With this many people enjoying slumber with their pooch, some wonder about its safety. Before you let your dog hop up on the bed, here are a few questions to ask:
Is It Healthy?
Allergies come in a variety of sizes. If you already have a dog, odds are that you do not have severe allergies, but mild ones still may exist. The most common symptoms of pet allergies are sneezing and coughing as a result of post-nasal drip. Other less common and lesser-known reactions to dander include bags under the eyes, frequent awakening at night and a dull, arthritis-like ache in the joints. If you have any of these symptoms, consult an allergist and begin weaning your dog from the bed. A good HEPA vacuuming of your mattress after the sheets are washed will also help to lessen allergy symptoms.
Is It Comfortable?
If the answer is yes, then cuddle away. Having a warm body next to you at night, even if it is canine, can be a source of comfort. But don’t sacrifice your own restful sleep for your pet. Some conditions can make it nearly impossible to get a good night’s sleep when sharing your bed with your pooch.
Sciatica is a condition where the sciatic nerve gets compressed, causing pain that runs down the leg. It can be exacerbated when you lay in one position too long or are not able to move or sleep on your side comfortably. Dogs can also have sciatica, and sleeping with you may cause your pet pain. If you experience any discomfort or suspect that your dog does, invest in a good dog bed to ensure a good rest for you both.

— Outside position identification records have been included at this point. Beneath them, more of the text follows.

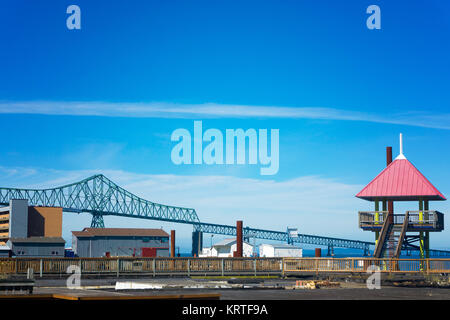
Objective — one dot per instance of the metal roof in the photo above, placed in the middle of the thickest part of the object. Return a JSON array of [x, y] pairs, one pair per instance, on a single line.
[[120, 232], [227, 242], [400, 181], [38, 240]]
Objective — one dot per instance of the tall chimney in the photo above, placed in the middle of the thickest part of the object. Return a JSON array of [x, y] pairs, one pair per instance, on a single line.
[[172, 243], [239, 245]]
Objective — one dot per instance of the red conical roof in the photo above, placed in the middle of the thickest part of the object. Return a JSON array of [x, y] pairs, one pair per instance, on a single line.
[[400, 180]]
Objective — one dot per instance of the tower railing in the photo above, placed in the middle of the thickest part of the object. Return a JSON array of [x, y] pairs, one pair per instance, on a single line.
[[426, 218]]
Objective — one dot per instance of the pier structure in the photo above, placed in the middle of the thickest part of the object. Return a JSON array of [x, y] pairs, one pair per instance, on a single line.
[[397, 231]]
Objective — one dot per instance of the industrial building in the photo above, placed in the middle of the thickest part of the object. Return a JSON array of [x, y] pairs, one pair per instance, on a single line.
[[226, 248], [120, 242], [37, 247], [279, 250], [30, 231]]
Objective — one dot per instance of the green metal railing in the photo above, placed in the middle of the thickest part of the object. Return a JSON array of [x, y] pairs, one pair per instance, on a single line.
[[220, 266]]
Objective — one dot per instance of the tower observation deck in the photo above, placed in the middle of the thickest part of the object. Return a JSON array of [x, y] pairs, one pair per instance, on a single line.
[[397, 231]]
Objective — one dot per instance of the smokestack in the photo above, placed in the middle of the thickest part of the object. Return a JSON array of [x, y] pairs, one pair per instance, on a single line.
[[239, 245], [172, 243]]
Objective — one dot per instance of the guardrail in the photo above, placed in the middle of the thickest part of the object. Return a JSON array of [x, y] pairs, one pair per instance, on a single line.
[[415, 218], [219, 266]]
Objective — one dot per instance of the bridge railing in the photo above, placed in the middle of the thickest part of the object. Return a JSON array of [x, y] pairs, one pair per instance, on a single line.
[[220, 266]]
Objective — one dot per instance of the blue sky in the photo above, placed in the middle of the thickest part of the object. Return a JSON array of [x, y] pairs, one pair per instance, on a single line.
[[106, 98]]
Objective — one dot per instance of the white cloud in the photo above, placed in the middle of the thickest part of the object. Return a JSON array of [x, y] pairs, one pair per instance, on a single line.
[[214, 110]]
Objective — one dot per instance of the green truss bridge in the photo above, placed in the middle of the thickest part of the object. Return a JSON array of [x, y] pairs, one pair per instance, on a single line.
[[100, 197]]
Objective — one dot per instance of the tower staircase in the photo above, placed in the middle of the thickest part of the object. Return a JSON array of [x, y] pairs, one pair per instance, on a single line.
[[389, 244]]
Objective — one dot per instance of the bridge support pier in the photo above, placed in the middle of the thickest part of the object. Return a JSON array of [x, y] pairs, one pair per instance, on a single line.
[[197, 243]]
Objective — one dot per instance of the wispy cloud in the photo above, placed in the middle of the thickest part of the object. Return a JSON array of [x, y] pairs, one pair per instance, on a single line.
[[214, 110]]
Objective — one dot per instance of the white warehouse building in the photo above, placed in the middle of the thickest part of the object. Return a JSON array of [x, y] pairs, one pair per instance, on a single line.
[[279, 250], [225, 249]]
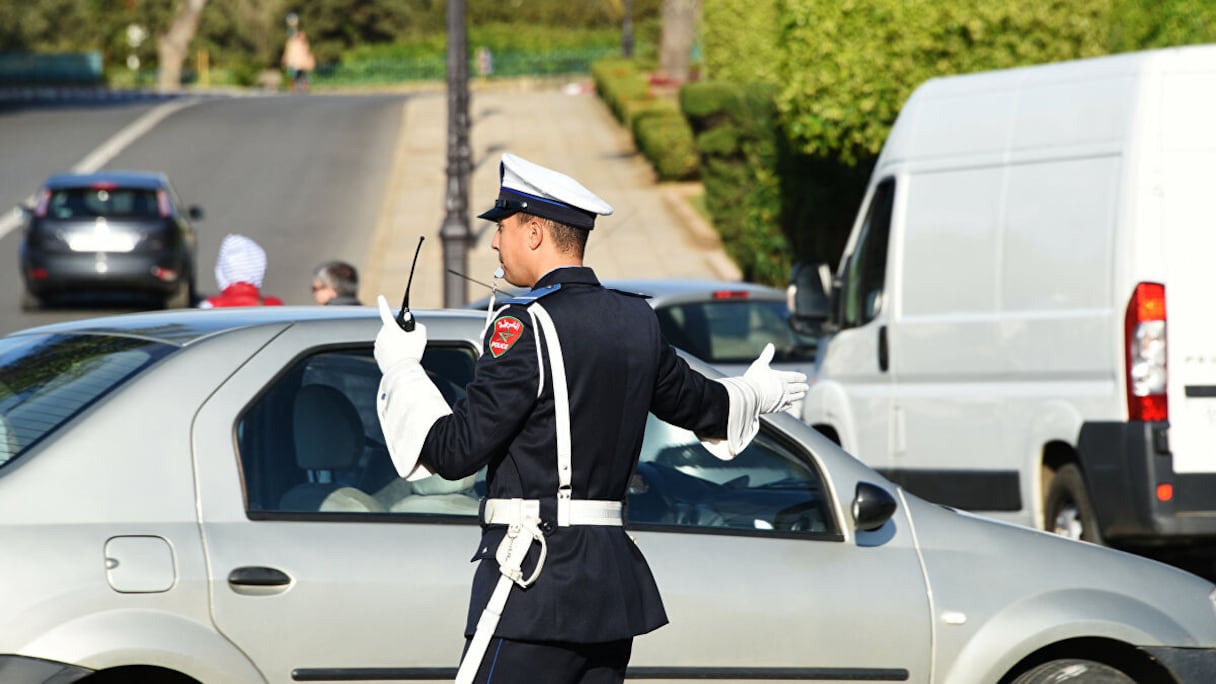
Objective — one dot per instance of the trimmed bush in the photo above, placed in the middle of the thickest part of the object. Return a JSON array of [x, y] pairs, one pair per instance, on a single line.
[[663, 136]]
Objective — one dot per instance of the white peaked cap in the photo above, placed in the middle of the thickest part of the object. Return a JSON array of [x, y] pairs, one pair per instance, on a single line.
[[241, 261], [530, 188]]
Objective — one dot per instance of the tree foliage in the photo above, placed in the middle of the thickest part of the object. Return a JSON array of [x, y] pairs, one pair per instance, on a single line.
[[249, 34]]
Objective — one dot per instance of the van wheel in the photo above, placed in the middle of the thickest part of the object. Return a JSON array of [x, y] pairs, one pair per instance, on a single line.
[[1067, 508], [1074, 671]]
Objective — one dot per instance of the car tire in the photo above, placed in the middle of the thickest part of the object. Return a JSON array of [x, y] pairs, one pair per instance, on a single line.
[[1074, 671], [31, 302], [180, 297], [1067, 506]]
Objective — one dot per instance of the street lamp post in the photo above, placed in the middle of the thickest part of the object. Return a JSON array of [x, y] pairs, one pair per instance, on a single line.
[[626, 31], [455, 231]]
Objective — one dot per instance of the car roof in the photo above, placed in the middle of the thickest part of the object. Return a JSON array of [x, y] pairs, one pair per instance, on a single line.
[[184, 326], [123, 178], [668, 290], [682, 287]]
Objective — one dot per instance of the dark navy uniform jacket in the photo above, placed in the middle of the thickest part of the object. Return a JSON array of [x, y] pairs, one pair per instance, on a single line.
[[595, 584]]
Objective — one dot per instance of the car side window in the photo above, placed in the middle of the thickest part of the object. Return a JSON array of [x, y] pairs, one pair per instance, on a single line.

To help with the transition of training your dog to sleep in his own bed, place one of your unwashed articles of clothing in his or her bed to provide a sense of safety.
Is It Psychologically Sound?
Sleeping with your dog may be part of your DNA. According to evolutionary psychologists, from the time that we domesticated our canine partners, we have been sleeping close to them for protection. The social nature of both dogs and humans makes it logical that we would seek the protection of the pack. This instinct can cause an issue if your dog does not respect you as the alpha, though. To be able to sleep with your pet, he or she needs to understand that you are the leader of your environment.
Reinforce the idea that you are in charge by using light-blocking drapery. As you pull the drapes down at night and then pull them away in the morning light, your dog will learn that you are in control of the sleeping schedule.
If you choose to bring your dog up into the bed, these additional tips can ensure a more restful experience:
- * Make sure he is clean and free of any dirt or debris that may soil your bedding.
- * Give your dog the opportunity to go outside to go potty right before you go to bed, ensuring that he won’t have the urge to get up in the middle of the night.
- * Offer your dog plenty of water at meal time and up to an hour before bed, but discourage drinking any more water closer to bedtime.